2021年5月12日水曜日

退院時のケアプラン策定を促す医療政策は再入院の予防に寄与するか

 Staples, J.A., Liu, G., Brubacher, J.R. et al. Physician Financial Incentives to Reduce Unplanned Hospital Readmissions: an Interrupted Time Series Analysis.
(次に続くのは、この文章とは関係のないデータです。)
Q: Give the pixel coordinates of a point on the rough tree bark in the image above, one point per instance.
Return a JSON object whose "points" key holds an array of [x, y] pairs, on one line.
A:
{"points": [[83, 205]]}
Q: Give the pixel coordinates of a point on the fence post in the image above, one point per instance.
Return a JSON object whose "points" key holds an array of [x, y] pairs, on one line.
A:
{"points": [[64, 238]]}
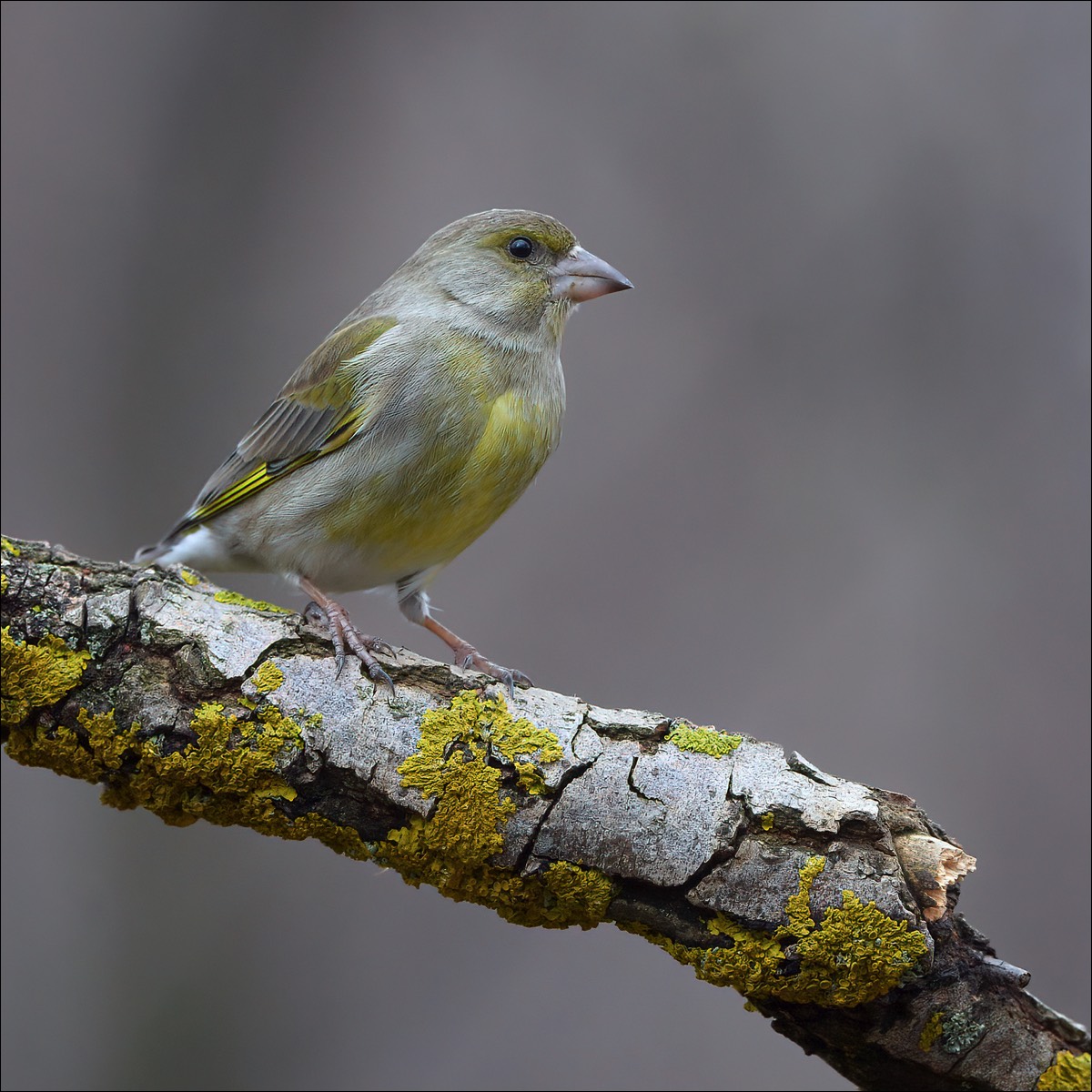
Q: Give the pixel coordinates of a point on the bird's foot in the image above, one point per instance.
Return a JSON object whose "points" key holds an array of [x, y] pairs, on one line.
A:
{"points": [[470, 658], [347, 637]]}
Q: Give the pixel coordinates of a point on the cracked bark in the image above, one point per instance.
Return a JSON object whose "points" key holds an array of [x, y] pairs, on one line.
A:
{"points": [[693, 844]]}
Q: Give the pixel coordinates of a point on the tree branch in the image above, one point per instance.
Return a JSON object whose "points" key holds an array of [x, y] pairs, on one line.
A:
{"points": [[829, 905]]}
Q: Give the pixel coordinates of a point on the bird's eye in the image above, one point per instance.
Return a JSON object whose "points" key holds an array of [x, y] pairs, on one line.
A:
{"points": [[521, 247]]}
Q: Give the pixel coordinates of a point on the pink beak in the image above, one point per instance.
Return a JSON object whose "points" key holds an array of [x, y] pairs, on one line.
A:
{"points": [[581, 276]]}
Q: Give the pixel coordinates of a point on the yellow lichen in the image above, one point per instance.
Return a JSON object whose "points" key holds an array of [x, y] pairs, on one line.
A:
{"points": [[1069, 1071], [268, 677], [854, 956], [933, 1030], [36, 675], [461, 762], [707, 741], [243, 601]]}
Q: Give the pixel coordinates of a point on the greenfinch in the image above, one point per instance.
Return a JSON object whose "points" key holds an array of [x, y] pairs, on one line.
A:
{"points": [[418, 421]]}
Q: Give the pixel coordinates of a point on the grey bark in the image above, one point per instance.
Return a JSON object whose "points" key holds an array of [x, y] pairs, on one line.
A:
{"points": [[708, 854]]}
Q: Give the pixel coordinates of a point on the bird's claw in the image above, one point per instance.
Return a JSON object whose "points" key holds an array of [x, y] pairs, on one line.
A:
{"points": [[347, 637], [511, 678]]}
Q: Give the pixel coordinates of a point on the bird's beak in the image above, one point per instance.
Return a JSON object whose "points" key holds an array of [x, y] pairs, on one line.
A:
{"points": [[581, 276]]}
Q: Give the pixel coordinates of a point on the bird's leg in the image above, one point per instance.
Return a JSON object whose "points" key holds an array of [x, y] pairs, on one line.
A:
{"points": [[414, 606], [345, 634]]}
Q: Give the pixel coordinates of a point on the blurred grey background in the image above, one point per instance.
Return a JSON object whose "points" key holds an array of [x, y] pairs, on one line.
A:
{"points": [[824, 476]]}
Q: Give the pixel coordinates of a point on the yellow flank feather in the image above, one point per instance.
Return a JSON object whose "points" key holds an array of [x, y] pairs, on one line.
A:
{"points": [[431, 516]]}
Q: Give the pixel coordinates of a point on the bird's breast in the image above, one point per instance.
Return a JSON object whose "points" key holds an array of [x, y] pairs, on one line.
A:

J GEN INTERN MED (2021). https://doi.org/10.1007/s11606-021-06803-8


背景

2012年、カナダのブリティッシュ・コロンビア州保健省は、病院の医師が複雑な患者の退院時に退院後のケアプランを書面で作成した場合、75ドルの報奨金を請求できる制度を導入した。


目的

退院計画の強化を奨励するための医師の金銭的報酬が、その後の予定外の病院再入院を減少させるかどうかを検討する。


デザイン

母集団ベースの入院データの時系列解析。


対象者

2007年から2017年の間にブリティッシュコロンビア州で発生した1回以上の組み入れ基準に該当する入院をした個人。


主要評価項目

11年間の研究期間中に、30日以内に予定外の再入院をした指標となる退院の割合を月ごとに測定した。報奨金政策導入後に再入院リスクが変化したかどうかを調べるため、interrupted time series analysisを行った。


主な結果

409,289件の指標となる入院のうち、計40,588件の予定外の再入院が発生した(30日以内の再入院リスクは9.92%)。政策導入は,月次再入院リスクの有意なステップ変化(0.393%;95CI, - 0.190~0.975%;p = 0.182)またはトレンドの変化(p = 0.317)とは関連しなかった。政策の導入は、高齢者における潜在的に不適切な薬剤の処方の有意な減少と関連していたが、心血管疾患による入院後のβ遮断薬の処方には改善がみられず、30日死亡率にも変化はなかった。奨励金の導入は不完全で、政策導入後の最初の1年間と最後の1年間で、対象となる入院の6.4%から23.5%まで上昇した。


結論

医師に対する報奨金の導入は,病院の再入院率の有意な変化とは関連していなかったが,これはおそらく,医師による報奨金の受け取りが不完全であったことが一因であると考えられる.政策立案者は,他の地域で同様の介入を計画する際に,これらの結果を考慮すべきである。


感想

これはとても面白いというか,こんな研究してみたいなという論文です.題材はよくある制度で,complexな患者が退院する時にケアプランを策定すればそれに点数がつくというもの.それが有効に機能しているかを確かめるため,10年間のビッグデータを集め,interrupted time series analysisで解析しています.これはアウトカムに影響を及ぼす曝露が繰り返し起こり,かつ新たな曝露が起こるがどうかがそれまでの曝露の影響を受ける際にとられる解析手法です.その結果,再入院の減少につながっていないことが示されたわけですが,ここからさらに進めて,その一因と考えられるものとして,制度を使って医療点数を請求していないことが多いからではないかというところまで議論しています.お手本のような研究ですね.